Un sourire éclatant illumina le visage de Foïla. « Notre ami veut lui aussi conter une histoire, expliqua-t-elle.
— Quoi ? » Pendant un instant, je crus que Méliton allait réussir à s’asseoir sur son lit. « Vas-tu le laisser – vas-tu permettre que l’un d’eux… envisages-tu… »
Elle fit un geste, et il se tut après avoir encore bredouillé quelque chose. « Et pourquoi pas ? » Les commissures de ses lèvres se relevèrent légèrement. « Oui, je pense le laisser tenter sa chance. Bien entendu, il faudra que je vous traduise ce qu’il dira. Cela vous convient-il, Sévérian ?
— Si c’est ce que vous souhaitez, répondis-je.
— Ce n’était pas ce qui était convenu au départ ; je me souviens de chaque mot que tu as dit, grommela Hallvard.
— Je ne les ai pas oubliés non plus, admit Foïla. Mais cela ne va pas à l’encontre de notre accord ; je dirais même qu’au contraire, c’est tout à fait en accord avec l’esprit de notre convention, qui était que mes prétendants – ni particulièrement tendres ni particulièrement courtois, j’en ai peur, bien que les choses se soient un peu améliorées depuis que nous nous trouvons confinés ici – entrent en compétition. L’Ascien ne demande qu’à être mon soupirant ; n’avez-vous pas remarqué la façon dont il me dévisage ? »
L’Ascien récita : « Unis, les hommes et les femmes sont plus forts ; mais une femme brave désire des enfants, et non des maris.
— Il veut dire qu’il aimerait m’épouser, mais qu’il craint que sa demande ne soit pas agréée. Il a tort. » Foïla regarda Hallvard et Méliton tour à tour, et son sourire se fit plus malicieux. « Auriez-vous par hasard tous les deux peur de lui, dans un concours d’histoires ? Sans doute deviez-vous courir comme des lapins, en apercevant un Ascien sur le champ de bataille. »
Aucun des deux hommes ne répondit, et au bout d’un moment, l’Ascien reprit la parole. « Dans les anciens temps, la loyauté à la cause du peuple était universelle. La volonté du groupe des Dix-sept était la volonté de tous. »
Foïla traduisit : « Il était une fois…
— Ne restons pas inoccupés. Si quelqu’un est inoccupé, qu’on le mette avec d’autres inoccupés comme lui, et qu’on les laisse chercher une terre inoccupée. Que tous ceux qu’ils rencontrent leur en indiquent la direction. Il vaut mieux faire cent lieues à pied que de rester assis dans la Maison de la Famine.
— … une ferme éloignée de tout et dont la terre était travaillée en commun par des gens n’étant pas parents.

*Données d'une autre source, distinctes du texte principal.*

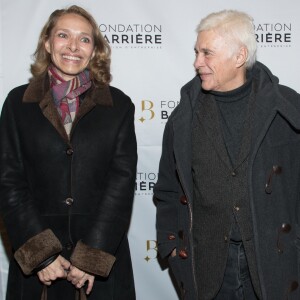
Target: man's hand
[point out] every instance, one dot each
(79, 278)
(57, 269)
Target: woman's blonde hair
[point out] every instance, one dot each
(99, 65)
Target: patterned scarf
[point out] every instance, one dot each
(66, 94)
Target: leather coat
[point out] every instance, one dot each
(69, 196)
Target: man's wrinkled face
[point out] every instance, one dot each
(216, 63)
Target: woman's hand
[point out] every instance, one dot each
(79, 278)
(57, 269)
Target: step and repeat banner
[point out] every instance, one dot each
(152, 57)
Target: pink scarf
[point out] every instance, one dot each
(66, 94)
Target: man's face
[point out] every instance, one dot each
(218, 66)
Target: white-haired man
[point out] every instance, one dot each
(228, 188)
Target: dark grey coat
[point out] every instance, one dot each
(68, 196)
(273, 183)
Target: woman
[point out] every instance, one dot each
(67, 166)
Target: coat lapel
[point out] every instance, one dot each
(38, 91)
(209, 118)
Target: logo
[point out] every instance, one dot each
(151, 109)
(151, 248)
(145, 183)
(128, 36)
(274, 34)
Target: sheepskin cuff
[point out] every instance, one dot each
(36, 250)
(92, 260)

— L’un est fort, l’autre est beau, un troisième est un artisan habile. Lequel est le meilleur ? Celui qui sert le peuple.
— Parmi eux, il y avait un homme de bien.
— Que l’on confie le soin de partager les tâches à quelqu’un d’avisé dans le partage du travail. Que l’on confie le soin de partager la nourriture à quelqu’un d’avisé dans l’art de partager les aliments. Qu’on veille à ce que les cochons deviennent gras, et à ce que les rats meurent de faim.
— Mais les autres le trompaient quand il fallait partager.
— Réunis en conseil, les gens peuvent juger, mais personne ne doit recevoir plus de cent coups.
— Il se plaignit, mais les autres le battirent.
— Comment les mains sont-elles alimentées ? Par le sang. Comment le sang atteint-il les mains ? Par les artères. Si les artères se ferment, les mains se gangrènent.
— Il laissa la ferme et prit la route.
— Là où siège le groupe des Dix-sept, justice finale est toujours rendue.
— Il se rendit à la capitale, où il se plaignit de la manière dont il avait été traité.
— Qu’il y ait toujours de l’eau propre pour ceux qui peinent ; qu’il y ait toujours pour eux bonne nourriture et lit bien frais.
— Il revint à la ferme, fatigué et ayant très faim après son voyage.
— Personne ne doit recevoir plus de cent coups.
— Ils le battirent de nouveau.
— Derrière chaque chose, on trouve une autre chose, indéfiniment ; ainsi l’arbre derrière l’oiseau, la pierre en dessous du sol, et le soleil au-delà de Teur. Au-delà de nos efforts faisons en sorte de trouver d’autres efforts.
— L’homme de bien ne renonça pas. Une fois de plus, il laissa la ferme pour aller à la capitale.
— Est-il possible d’écouter tous ceux qui réclament justice ? Non, car tous crient ensemble. Qui donc sera écouté : celui qui crie le plus fort ? Non, car tous crient très fort. Celui qui crie le plus longtemps sera écouté, et justice lui sera rendue.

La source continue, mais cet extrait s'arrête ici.